0

so I need just a little bit of help with something I need to do. So I wrote some code which imports excel files form a directory and bins the files into bins of 5, [0,5), [5,10), etc. Nonetheless, everytime there is a number inside the bins the count goes up. Everything works great and it does what I need it to do, yet I was wondering if there was some kind of way that I could vary this bin width as I please, yet I'm having a bit of difficulty doing so.
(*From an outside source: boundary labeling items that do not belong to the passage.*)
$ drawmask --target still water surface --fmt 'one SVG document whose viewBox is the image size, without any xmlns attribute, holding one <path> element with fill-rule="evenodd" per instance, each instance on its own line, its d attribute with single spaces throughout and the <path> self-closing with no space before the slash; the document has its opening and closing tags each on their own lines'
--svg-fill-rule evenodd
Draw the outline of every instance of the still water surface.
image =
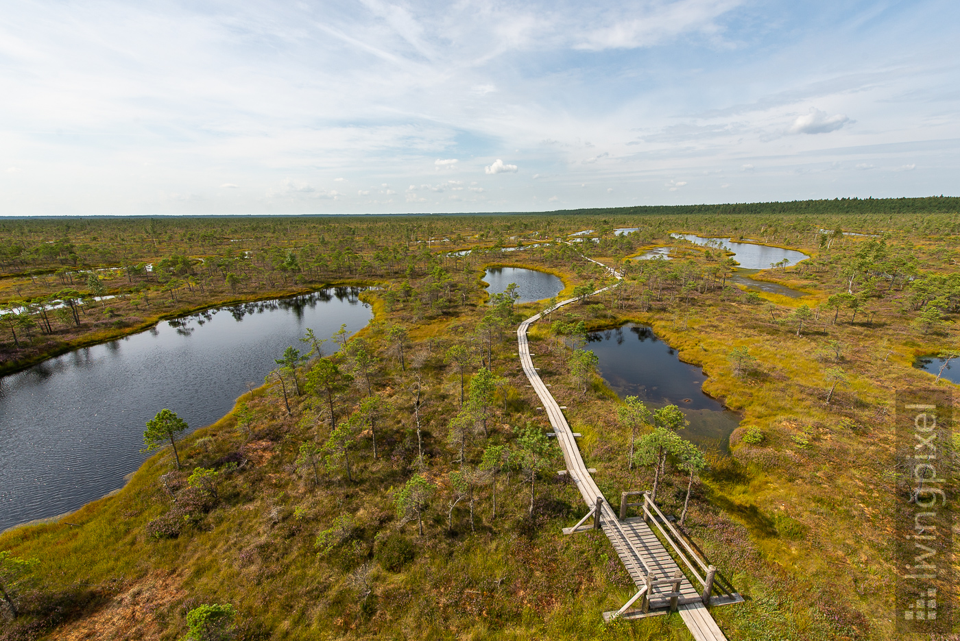
<svg viewBox="0 0 960 641">
<path fill-rule="evenodd" d="M 597 355 L 600 374 L 620 398 L 638 396 L 652 409 L 676 405 L 690 421 L 681 436 L 702 447 L 729 450 L 730 435 L 740 417 L 704 393 L 703 370 L 683 363 L 677 350 L 649 327 L 629 323 L 591 332 L 587 349 Z"/>
<path fill-rule="evenodd" d="M 564 289 L 564 281 L 545 272 L 524 270 L 519 267 L 492 267 L 484 273 L 483 279 L 490 283 L 490 294 L 507 291 L 510 283 L 516 283 L 520 297 L 517 302 L 533 302 L 550 298 Z"/>
<path fill-rule="evenodd" d="M 914 362 L 913 367 L 928 371 L 936 376 L 940 372 L 940 368 L 944 365 L 944 360 L 936 356 L 921 356 Z M 951 359 L 947 367 L 944 368 L 944 373 L 940 374 L 940 378 L 946 378 L 950 383 L 960 385 L 960 359 Z"/>
<path fill-rule="evenodd" d="M 722 245 L 734 252 L 733 260 L 745 270 L 769 270 L 770 265 L 786 259 L 787 265 L 796 265 L 809 258 L 803 251 L 784 249 L 780 247 L 768 247 L 754 243 L 738 243 L 730 238 L 703 238 L 694 234 L 674 234 L 676 238 L 685 238 L 697 245 L 717 247 Z"/>
<path fill-rule="evenodd" d="M 361 290 L 209 310 L 78 349 L 0 379 L 0 531 L 77 510 L 146 459 L 144 423 L 163 408 L 215 422 L 307 327 L 324 338 L 371 319 Z M 332 348 L 328 351 L 332 351 Z"/>
</svg>

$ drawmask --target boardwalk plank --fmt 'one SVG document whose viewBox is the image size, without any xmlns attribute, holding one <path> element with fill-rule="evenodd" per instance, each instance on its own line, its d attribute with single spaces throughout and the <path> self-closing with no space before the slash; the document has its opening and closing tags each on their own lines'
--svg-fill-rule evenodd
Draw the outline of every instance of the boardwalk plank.
<svg viewBox="0 0 960 641">
<path fill-rule="evenodd" d="M 610 270 L 610 268 L 602 263 L 598 263 L 592 259 L 588 260 L 591 260 L 591 262 Z M 617 278 L 620 277 L 612 270 L 610 271 Z M 594 294 L 606 289 L 597 290 Z M 574 300 L 575 298 L 564 300 L 559 303 L 557 307 L 568 304 Z M 533 359 L 531 358 L 527 328 L 539 318 L 540 315 L 538 314 L 524 320 L 517 328 L 517 353 L 520 357 L 520 366 L 523 373 L 527 376 L 534 392 L 542 403 L 544 414 L 553 426 L 557 442 L 564 453 L 564 462 L 566 464 L 567 473 L 576 483 L 577 488 L 580 490 L 588 507 L 592 508 L 598 498 L 602 499 L 600 516 L 603 523 L 603 532 L 612 545 L 617 557 L 619 557 L 627 573 L 638 587 L 645 584 L 648 571 L 652 571 L 658 580 L 674 576 L 674 573 L 678 569 L 677 562 L 670 557 L 670 554 L 657 537 L 656 534 L 642 519 L 619 521 L 617 518 L 618 514 L 614 513 L 612 508 L 603 498 L 603 494 L 588 471 L 570 426 L 566 422 L 566 418 L 557 404 L 556 399 L 554 399 L 543 384 L 540 374 L 537 373 L 537 368 L 534 367 Z M 671 585 L 657 585 L 652 590 L 651 601 L 653 604 L 658 605 L 660 602 L 668 603 L 668 597 L 658 595 L 667 595 L 671 591 Z M 717 627 L 716 622 L 713 621 L 713 617 L 709 615 L 709 612 L 699 601 L 696 603 L 685 603 L 687 599 L 699 599 L 698 591 L 685 576 L 681 580 L 680 593 L 680 600 L 684 604 L 679 607 L 680 614 L 686 627 L 690 629 L 691 634 L 693 634 L 694 639 L 697 641 L 726 641 L 726 637 Z"/>
</svg>

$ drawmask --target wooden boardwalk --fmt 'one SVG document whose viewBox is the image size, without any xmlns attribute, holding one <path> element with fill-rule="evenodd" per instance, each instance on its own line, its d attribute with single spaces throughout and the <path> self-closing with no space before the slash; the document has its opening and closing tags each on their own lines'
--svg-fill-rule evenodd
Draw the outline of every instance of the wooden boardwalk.
<svg viewBox="0 0 960 641">
<path fill-rule="evenodd" d="M 589 260 L 589 259 L 588 259 Z M 591 261 L 596 263 L 596 261 Z M 616 273 L 613 270 L 611 270 L 606 265 L 602 263 L 597 263 L 603 266 L 605 269 L 609 270 L 614 276 L 618 279 L 620 275 Z M 608 288 L 602 290 L 597 290 L 594 294 L 605 291 Z M 564 300 L 557 304 L 557 307 L 562 307 L 564 305 L 574 302 L 576 298 L 570 298 L 568 300 Z M 647 519 L 643 517 L 630 518 L 620 520 L 619 514 L 613 510 L 611 505 L 604 498 L 603 494 L 600 492 L 599 487 L 597 487 L 596 483 L 593 481 L 592 476 L 590 476 L 590 471 L 588 470 L 587 465 L 584 463 L 583 457 L 580 455 L 580 448 L 577 446 L 576 438 L 573 432 L 570 430 L 570 426 L 566 422 L 566 418 L 564 415 L 563 410 L 561 410 L 556 399 L 547 390 L 546 385 L 540 379 L 540 374 L 534 368 L 533 359 L 530 355 L 530 346 L 527 342 L 527 330 L 530 325 L 538 320 L 540 315 L 538 314 L 530 319 L 527 319 L 516 330 L 516 340 L 519 347 L 519 357 L 520 365 L 523 368 L 523 373 L 526 374 L 527 378 L 530 380 L 530 384 L 534 388 L 534 392 L 540 397 L 543 410 L 546 413 L 547 417 L 550 419 L 550 424 L 553 426 L 554 434 L 557 437 L 557 441 L 564 452 L 564 461 L 566 463 L 566 473 L 570 475 L 570 478 L 576 484 L 577 488 L 580 490 L 580 494 L 584 497 L 584 502 L 587 504 L 588 508 L 591 509 L 590 512 L 588 514 L 588 519 L 585 517 L 584 521 L 589 520 L 591 523 L 595 522 L 596 510 L 599 510 L 599 525 L 603 530 L 603 533 L 610 539 L 611 544 L 612 544 L 613 549 L 616 551 L 617 556 L 619 556 L 620 560 L 623 562 L 624 567 L 630 574 L 631 579 L 634 580 L 634 583 L 638 588 L 638 592 L 635 595 L 634 599 L 627 603 L 621 610 L 615 613 L 607 613 L 605 616 L 608 618 L 623 617 L 623 618 L 635 618 L 640 616 L 650 616 L 652 614 L 665 614 L 671 606 L 671 599 L 675 600 L 672 604 L 673 606 L 680 612 L 684 623 L 686 624 L 687 629 L 689 629 L 690 633 L 693 634 L 693 638 L 697 641 L 716 641 L 716 640 L 726 640 L 727 637 L 724 636 L 723 632 L 717 627 L 716 622 L 713 617 L 710 616 L 707 607 L 704 605 L 704 597 L 698 592 L 697 588 L 694 587 L 690 580 L 687 579 L 686 574 L 680 568 L 677 561 L 674 560 L 673 557 L 669 554 L 667 549 L 664 547 L 660 538 L 658 537 L 654 530 L 648 525 L 648 521 L 652 523 L 661 534 L 665 534 L 665 538 L 670 543 L 670 545 L 680 553 L 679 556 L 684 561 L 687 566 L 687 571 L 698 579 L 702 582 L 712 585 L 713 573 L 712 566 L 707 566 L 701 563 L 702 570 L 704 570 L 704 575 L 707 575 L 707 568 L 709 567 L 710 573 L 708 578 L 701 577 L 698 574 L 698 567 L 695 563 L 691 563 L 687 558 L 684 558 L 681 549 L 681 546 L 685 546 L 688 551 L 691 552 L 688 544 L 684 542 L 682 538 L 678 539 L 678 542 L 671 540 L 669 538 L 670 532 L 676 534 L 676 531 L 666 522 L 665 518 L 661 518 L 662 514 L 657 510 L 656 506 L 649 502 L 646 497 L 644 497 L 643 510 L 647 514 Z M 578 435 L 579 436 L 579 435 Z M 649 503 L 649 508 L 648 508 Z M 650 518 L 652 515 L 652 519 Z M 660 516 L 658 516 L 660 515 Z M 660 519 L 660 520 L 658 520 Z M 581 524 L 584 523 L 581 521 Z M 575 526 L 574 528 L 565 529 L 564 532 L 579 532 L 582 530 L 587 530 L 592 525 L 581 525 Z M 665 529 L 664 529 L 664 526 Z M 678 534 L 679 536 L 679 534 Z M 696 557 L 696 555 L 693 555 Z M 699 558 L 696 559 L 699 561 Z M 679 585 L 678 585 L 679 583 Z M 677 589 L 679 587 L 679 589 Z M 727 592 L 726 597 L 712 597 L 708 594 L 707 600 L 711 605 L 722 605 L 725 603 L 739 603 L 742 599 L 739 595 L 730 591 Z M 640 609 L 629 608 L 629 605 L 636 602 L 637 599 L 642 598 L 647 600 L 644 606 Z M 641 603 L 643 603 L 641 601 Z"/>
</svg>

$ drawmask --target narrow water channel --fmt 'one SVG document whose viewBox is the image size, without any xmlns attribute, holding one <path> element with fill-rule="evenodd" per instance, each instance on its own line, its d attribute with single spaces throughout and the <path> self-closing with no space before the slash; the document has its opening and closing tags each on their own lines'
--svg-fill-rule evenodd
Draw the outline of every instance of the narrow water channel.
<svg viewBox="0 0 960 641">
<path fill-rule="evenodd" d="M 371 319 L 361 290 L 209 310 L 78 349 L 0 379 L 0 531 L 77 510 L 143 463 L 144 423 L 169 408 L 191 429 L 259 386 L 307 327 L 327 338 Z M 332 347 L 328 350 L 332 351 Z"/>
<path fill-rule="evenodd" d="M 913 367 L 928 371 L 934 376 L 939 373 L 940 378 L 946 378 L 950 383 L 960 385 L 960 358 L 951 359 L 941 372 L 940 368 L 943 367 L 945 360 L 936 356 L 921 356 L 914 362 Z"/>
<path fill-rule="evenodd" d="M 489 283 L 489 294 L 506 292 L 510 283 L 516 283 L 520 297 L 517 302 L 534 302 L 551 298 L 564 289 L 564 281 L 545 272 L 525 270 L 519 267 L 492 267 L 483 276 Z"/>
<path fill-rule="evenodd" d="M 638 396 L 652 409 L 676 405 L 690 421 L 681 436 L 705 448 L 729 451 L 739 415 L 704 393 L 703 370 L 683 363 L 650 327 L 628 323 L 591 332 L 587 349 L 597 355 L 600 374 L 620 398 Z"/>
<path fill-rule="evenodd" d="M 803 251 L 756 243 L 738 243 L 731 238 L 704 238 L 695 234 L 673 235 L 676 238 L 685 238 L 697 245 L 727 248 L 734 253 L 733 259 L 744 270 L 769 270 L 771 265 L 781 260 L 786 260 L 787 265 L 796 265 L 809 258 Z"/>
</svg>

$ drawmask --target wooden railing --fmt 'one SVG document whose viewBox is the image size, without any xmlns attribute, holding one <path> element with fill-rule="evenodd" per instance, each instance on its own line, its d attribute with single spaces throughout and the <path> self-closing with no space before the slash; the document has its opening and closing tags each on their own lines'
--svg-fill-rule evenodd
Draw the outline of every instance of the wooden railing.
<svg viewBox="0 0 960 641">
<path fill-rule="evenodd" d="M 628 497 L 642 495 L 640 503 L 628 503 Z M 687 573 L 692 580 L 700 584 L 701 601 L 705 605 L 710 603 L 710 597 L 714 590 L 722 592 L 726 596 L 733 597 L 733 588 L 730 582 L 718 575 L 717 569 L 708 562 L 703 552 L 685 534 L 682 534 L 667 520 L 666 516 L 657 507 L 650 496 L 650 492 L 622 492 L 620 494 L 620 519 L 627 517 L 628 507 L 639 507 L 643 511 L 643 520 L 651 529 L 656 528 L 660 537 L 666 541 L 673 549 L 675 556 L 680 558 L 686 567 Z M 661 580 L 672 582 L 675 579 Z M 648 586 L 650 581 L 647 582 Z"/>
</svg>

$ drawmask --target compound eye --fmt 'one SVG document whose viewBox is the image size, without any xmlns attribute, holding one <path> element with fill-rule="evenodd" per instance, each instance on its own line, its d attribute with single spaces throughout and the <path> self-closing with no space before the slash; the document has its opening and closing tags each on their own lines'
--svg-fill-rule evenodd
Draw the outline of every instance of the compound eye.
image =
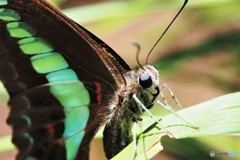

The code is:

import pandas as pd
import numpy as np
import matplotlib.pyplot as plt
import openpyxl
from pandas import ExcelWriter
import os

datadir = '/Users/user/Desktop/Data/'

for file in os.listdir(datadir):
   if file.endswith('.xlsx'):
   data = pd.read_excel(os.path.join(datadir, file))
   counts, bins, patches = plt.hist(data.values, bins=range(0, int(max(data.values)+5), 5))
   df = pd.DataFrame({'bin_leftedge': bins[:-1], 'count': counts})
   plt.title('Data')
   plt.xlabel('Neuron')
   plt.ylabel('# of Spikes')
   plt.show()

   outfile = os.path.join(datadir, file.replace('.xlsx', '_bins.xlsx'))
   writer = pd.ExcelWriter(outfile)
   df.to_excel(writer)
   writer.save()

So this creates a loop over all the files in the directory and bins them accordingly and exports them as individual, excel files with the results. I am actually pretty new to coding and would sure appreciate some help, any help would actually be greatly appreciated. Anyway, I was thinking of making the bin be a command line parameter which I could use to run the code standalone with a specific value of parameter or some other code could call it with some value based on its results. What would be the best way to go about this, please any help would be greatly appreciated.

J. Espino
  • 21
  • 1
  • 6

1 Answers1

0

The range function takes a step argument (see doc.). The step size will then correspond to the bin width.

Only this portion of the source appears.